Allenare la propria mente. Per mettere ordine nelle emozioni, focalizzare gli obiettivi importanti, sgombrare il campo da tutti gli elementi di disturbo nel raggiungimento dei traguardi stabiliti. Il tutto con l’aiuto di un allenatore ad hoc: il mental coach. Messo a punto dall’ex giocatore di tennis statunitense Timothy Gallwey, a fine anni Sessanta coach (allenatore) della squadra di tennis dell’Università di Harvard, il mental coaching è un metodo per sviluppare capacità e competenze finalizzate alla massimizzazione della prestazione (performance) nel raggiungimento degli obiettivi prefissati. Gallwey intuì che le prestazioni sportive dei suoi giocatori erano spesso condizionate da interferenze e giudizi personali di origine mentale: silenziare questo dialogo interno potenziava la capacità di concentrazione degli atleti al punto da migliorarne le prestazioni.
Metodo di allenamento
L’equivalente di ciò che oggi si definisce la “forza della testa”, così determinante per tanti atleti di grido e non solo, che proprio a questa metodologia si affidano sempre più spesso. Dall’ambito sportivo negli anni questo metodo si è esteso a molti altri campi della vita: lo stesso Gallwey dal tennis lo ha trasferito in ambito aziendale, conquistando al business coaching multinazionali del calibro di Apple, Coca-Cola e Rolls Royce.

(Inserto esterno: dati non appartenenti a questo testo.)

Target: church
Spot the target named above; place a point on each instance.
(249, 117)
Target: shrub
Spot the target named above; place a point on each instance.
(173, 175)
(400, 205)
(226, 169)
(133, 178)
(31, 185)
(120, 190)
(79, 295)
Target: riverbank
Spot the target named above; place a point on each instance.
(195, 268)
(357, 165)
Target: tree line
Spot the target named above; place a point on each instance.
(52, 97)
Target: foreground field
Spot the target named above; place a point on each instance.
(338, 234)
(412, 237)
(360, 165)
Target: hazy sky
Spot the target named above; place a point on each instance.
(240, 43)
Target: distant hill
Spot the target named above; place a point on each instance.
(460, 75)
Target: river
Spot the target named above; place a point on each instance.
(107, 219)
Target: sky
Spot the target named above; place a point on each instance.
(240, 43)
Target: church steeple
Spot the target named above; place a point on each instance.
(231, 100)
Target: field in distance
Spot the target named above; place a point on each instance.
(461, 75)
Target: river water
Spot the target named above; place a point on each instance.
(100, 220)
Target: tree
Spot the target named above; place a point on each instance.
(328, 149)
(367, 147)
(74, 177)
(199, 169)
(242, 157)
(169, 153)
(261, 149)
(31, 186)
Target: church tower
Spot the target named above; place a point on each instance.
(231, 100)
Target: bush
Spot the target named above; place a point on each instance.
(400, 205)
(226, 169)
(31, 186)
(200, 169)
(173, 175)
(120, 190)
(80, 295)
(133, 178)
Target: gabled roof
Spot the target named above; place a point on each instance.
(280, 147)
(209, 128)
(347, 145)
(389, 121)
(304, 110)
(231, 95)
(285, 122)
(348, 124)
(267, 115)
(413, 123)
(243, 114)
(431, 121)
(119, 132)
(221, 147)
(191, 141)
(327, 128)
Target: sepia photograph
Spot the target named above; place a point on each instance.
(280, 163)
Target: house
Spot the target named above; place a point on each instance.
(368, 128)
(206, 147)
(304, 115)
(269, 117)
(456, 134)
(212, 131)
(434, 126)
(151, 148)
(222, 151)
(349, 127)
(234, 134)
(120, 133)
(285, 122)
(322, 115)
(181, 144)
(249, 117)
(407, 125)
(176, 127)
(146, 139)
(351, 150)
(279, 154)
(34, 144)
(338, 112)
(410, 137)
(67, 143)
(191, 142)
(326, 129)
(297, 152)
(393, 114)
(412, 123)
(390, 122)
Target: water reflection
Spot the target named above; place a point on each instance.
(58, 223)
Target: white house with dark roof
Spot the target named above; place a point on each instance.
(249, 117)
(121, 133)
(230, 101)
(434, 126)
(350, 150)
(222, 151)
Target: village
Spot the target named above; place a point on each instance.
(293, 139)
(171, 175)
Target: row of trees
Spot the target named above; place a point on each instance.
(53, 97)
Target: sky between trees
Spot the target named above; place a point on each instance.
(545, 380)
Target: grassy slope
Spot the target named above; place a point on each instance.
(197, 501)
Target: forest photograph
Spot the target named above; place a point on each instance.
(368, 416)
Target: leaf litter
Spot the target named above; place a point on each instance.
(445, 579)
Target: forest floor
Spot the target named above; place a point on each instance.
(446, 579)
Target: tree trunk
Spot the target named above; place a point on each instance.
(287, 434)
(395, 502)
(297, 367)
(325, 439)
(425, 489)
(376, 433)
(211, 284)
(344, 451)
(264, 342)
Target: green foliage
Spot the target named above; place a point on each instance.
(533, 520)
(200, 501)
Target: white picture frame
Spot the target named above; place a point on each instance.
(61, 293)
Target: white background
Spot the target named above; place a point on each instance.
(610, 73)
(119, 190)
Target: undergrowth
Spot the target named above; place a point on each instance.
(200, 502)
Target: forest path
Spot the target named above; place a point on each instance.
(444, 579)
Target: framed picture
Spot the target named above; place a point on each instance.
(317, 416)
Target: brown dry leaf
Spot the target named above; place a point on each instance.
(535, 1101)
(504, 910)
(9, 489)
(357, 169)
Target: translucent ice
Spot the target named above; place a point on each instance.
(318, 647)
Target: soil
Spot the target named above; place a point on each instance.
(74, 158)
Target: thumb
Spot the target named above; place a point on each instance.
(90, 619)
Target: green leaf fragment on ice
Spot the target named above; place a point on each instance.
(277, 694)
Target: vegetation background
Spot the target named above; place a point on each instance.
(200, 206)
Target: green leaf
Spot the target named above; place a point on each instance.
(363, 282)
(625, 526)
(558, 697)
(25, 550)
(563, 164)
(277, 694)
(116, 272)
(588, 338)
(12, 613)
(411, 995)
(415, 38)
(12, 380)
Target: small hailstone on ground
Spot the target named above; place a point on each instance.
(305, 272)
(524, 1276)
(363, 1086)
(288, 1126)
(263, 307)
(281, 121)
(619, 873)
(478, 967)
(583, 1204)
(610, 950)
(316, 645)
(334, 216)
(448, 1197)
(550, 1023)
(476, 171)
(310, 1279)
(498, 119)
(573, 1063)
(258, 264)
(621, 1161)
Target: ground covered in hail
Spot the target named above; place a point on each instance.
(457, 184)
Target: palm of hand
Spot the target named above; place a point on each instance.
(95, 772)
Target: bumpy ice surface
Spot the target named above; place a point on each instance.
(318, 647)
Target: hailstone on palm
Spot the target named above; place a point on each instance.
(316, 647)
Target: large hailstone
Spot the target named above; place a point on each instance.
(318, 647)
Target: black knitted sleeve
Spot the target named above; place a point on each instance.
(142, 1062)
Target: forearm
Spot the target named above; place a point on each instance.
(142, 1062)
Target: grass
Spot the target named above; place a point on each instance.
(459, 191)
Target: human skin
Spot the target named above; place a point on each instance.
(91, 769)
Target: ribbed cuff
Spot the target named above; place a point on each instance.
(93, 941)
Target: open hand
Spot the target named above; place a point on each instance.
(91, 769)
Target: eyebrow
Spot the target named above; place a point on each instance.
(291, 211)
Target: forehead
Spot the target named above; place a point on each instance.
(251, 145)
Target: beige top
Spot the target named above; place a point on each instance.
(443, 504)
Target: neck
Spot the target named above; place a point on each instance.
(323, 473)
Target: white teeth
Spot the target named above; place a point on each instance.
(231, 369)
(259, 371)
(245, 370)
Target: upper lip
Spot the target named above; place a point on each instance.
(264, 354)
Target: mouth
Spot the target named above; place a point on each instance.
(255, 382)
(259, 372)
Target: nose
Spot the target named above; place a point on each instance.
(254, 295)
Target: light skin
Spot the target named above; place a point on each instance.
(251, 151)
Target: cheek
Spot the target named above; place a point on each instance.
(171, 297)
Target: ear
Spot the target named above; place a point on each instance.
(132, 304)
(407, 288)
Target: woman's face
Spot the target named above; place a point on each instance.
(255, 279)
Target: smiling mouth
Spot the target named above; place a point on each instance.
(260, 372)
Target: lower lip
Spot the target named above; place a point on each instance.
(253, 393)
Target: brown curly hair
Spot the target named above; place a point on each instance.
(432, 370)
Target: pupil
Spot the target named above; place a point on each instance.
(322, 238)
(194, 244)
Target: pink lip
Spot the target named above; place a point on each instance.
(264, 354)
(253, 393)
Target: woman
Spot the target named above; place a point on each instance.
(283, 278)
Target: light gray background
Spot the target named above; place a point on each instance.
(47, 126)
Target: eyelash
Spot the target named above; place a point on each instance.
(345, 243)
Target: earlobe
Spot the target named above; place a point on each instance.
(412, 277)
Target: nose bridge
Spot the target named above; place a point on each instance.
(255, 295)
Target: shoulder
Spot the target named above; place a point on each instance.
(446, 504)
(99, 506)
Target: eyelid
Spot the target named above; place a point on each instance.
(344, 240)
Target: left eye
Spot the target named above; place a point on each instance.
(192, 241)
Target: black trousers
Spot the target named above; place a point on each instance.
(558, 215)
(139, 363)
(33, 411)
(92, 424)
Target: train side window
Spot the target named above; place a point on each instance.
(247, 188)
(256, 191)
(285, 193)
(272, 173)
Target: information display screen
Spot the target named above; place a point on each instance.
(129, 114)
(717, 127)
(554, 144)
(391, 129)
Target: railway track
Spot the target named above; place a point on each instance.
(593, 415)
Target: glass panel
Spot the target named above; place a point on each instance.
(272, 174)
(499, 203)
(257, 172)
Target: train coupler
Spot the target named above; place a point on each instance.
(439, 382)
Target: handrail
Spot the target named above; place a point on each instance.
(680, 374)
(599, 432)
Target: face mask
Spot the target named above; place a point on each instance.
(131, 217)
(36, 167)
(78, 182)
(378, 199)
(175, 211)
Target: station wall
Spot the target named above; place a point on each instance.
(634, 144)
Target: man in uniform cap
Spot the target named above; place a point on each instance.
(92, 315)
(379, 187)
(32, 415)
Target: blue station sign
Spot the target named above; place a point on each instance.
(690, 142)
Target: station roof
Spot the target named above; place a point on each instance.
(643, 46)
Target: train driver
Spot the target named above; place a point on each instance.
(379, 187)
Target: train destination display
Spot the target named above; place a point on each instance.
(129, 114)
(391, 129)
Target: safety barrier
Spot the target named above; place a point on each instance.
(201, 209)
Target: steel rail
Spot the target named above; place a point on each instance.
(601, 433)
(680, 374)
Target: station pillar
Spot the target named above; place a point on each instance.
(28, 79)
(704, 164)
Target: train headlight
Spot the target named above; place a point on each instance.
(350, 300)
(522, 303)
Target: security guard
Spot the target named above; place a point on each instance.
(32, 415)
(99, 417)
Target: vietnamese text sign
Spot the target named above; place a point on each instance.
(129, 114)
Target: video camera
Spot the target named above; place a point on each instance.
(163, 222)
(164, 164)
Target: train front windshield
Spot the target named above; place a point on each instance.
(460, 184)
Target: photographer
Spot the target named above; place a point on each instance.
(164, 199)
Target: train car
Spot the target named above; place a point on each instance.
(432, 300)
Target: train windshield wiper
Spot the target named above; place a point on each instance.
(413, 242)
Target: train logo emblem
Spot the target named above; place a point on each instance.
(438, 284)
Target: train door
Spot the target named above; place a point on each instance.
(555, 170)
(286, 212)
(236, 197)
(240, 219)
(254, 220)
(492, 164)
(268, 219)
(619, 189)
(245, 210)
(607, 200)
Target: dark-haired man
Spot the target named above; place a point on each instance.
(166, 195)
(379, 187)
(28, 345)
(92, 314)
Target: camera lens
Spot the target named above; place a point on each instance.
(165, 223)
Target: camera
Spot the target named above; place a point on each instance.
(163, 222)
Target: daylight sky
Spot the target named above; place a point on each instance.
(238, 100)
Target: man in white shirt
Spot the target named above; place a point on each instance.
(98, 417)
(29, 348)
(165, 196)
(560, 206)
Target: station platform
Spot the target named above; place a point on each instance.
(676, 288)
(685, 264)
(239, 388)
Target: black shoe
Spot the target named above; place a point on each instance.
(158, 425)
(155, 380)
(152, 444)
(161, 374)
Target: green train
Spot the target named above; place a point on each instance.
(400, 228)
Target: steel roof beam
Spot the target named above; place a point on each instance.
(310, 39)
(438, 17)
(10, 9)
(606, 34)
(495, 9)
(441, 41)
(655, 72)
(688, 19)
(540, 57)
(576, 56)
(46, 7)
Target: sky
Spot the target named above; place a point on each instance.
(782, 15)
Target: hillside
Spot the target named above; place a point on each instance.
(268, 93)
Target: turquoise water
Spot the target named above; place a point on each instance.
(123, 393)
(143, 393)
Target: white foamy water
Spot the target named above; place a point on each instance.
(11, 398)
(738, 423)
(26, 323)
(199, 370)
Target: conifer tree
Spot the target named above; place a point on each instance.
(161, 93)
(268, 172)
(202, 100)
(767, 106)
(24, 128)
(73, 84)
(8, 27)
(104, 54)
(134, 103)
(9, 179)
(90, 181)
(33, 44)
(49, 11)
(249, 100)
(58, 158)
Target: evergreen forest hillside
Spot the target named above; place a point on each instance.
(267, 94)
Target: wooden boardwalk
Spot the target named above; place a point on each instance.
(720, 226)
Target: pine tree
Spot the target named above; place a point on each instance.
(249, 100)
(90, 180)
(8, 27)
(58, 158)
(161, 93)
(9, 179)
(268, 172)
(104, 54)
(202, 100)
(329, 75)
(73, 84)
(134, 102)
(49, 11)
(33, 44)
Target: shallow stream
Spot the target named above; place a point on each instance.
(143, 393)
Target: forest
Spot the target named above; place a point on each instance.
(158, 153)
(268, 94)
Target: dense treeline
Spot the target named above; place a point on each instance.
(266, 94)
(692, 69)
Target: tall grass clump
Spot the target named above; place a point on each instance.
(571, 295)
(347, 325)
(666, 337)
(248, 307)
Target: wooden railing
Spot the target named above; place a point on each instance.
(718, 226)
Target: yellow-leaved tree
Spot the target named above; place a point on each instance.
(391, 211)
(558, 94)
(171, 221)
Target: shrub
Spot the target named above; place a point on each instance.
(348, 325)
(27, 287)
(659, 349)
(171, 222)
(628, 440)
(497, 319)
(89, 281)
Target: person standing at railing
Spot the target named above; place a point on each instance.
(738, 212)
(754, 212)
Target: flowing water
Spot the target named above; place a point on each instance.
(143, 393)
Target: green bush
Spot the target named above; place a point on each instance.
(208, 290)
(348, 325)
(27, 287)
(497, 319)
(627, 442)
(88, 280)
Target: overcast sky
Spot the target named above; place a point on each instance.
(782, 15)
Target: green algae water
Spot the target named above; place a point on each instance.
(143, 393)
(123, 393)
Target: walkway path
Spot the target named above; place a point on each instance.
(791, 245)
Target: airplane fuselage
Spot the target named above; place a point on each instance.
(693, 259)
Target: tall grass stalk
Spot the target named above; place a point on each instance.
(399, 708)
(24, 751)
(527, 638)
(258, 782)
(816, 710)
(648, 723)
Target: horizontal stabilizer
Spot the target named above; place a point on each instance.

In forte crescita negli ultimi anni anche in Italia, questa declinazione del mental coaching può essere utilizzata tanto dai vertici aziendali quanto dai singoli lavoratori: i primi vi ricorrono di solito per la costruzione di un clima aziendale al servizio dei risultati, i secondi per intraprendere un percorso di crescita e sviluppo del proprio potenziale professionale.
Dallo sport al lavoro, metodo e tecniche dell’allenamento della mente possono risultare utili anche per dare un nuovo corso alla propria vita: sicurezza di sé, autostima, consapevolezza, capacità di scelta e maggiore autonomia sono le “competenze” che possono essere sviluppate grazie al life coach, che accompagna la persona verso il futuro desiderato. Aiutandola soprattutto a liberarsi di atteggiamenti e meccanismi ripetitivi sbagliati che inibiscono, invece di valorizzare, le proprie risorse e capacità.
Chiave di svolta
Funziona anche nel caso di rapporti di coppia connotati da elementi negativi. Proprio di come uscire da una relazione nociva parla Indipendenza, né coppia né single… ma farfalla (Bookers edizioni, 2024) della mental coach Benedetta Gherardini. «Una guida pratica – spiega – che, partendo da frammenti della mia esperienza diretta in una relazione tossica, fornisce strumenti per uscire da rapporti di coppia malsani».
Tra le chiavi indicate da Gherardini, che si è formata da mental coach negli Stati Uniti, la più importante è lavorare per stare bene con se stessi, tanto da bastarsi: «Una relazione deve portare un valore aggiunto, non completare». In seconda battuta, consiglia di non avere fretta: sentire le famose farfalle nello stomaco non è sufficiente e aprirsi troppo non è consigliabile prima di 6-8 mesi dall’inizio della frequentazione. Attenzione, infine, alle parole: «Bando a lusinghe e complimenti – conclude la mental coach -. Bisognerebbe immaginarsi il partner muto: perché ciò che conta sono solo i fatti».
Mental coach o psicologo?
Figure profondamente diverse, lavorano su piani differenti. Lo psicologo va a fondo del vissuto del paziente per individuare e affrontare le cause di eventuali disturbi patologici, il mental coach resta in superficie focalizzandosi esclusivamente sugli obiettivi personali e professionali indicati dalla persona.
Diversi anche i percorsi formativi: lo psicologo ha una laurea magistrale e un’abilitazione di Stato con conseguente iscrizione all’albo professionale; per il mental coach non esiste un albo né l’indicazione di una formazione specifica, anche se di recente la norma UNI 116011:2024 ha definito caratteristiche, requisiti e terminologia del servizio di coaching.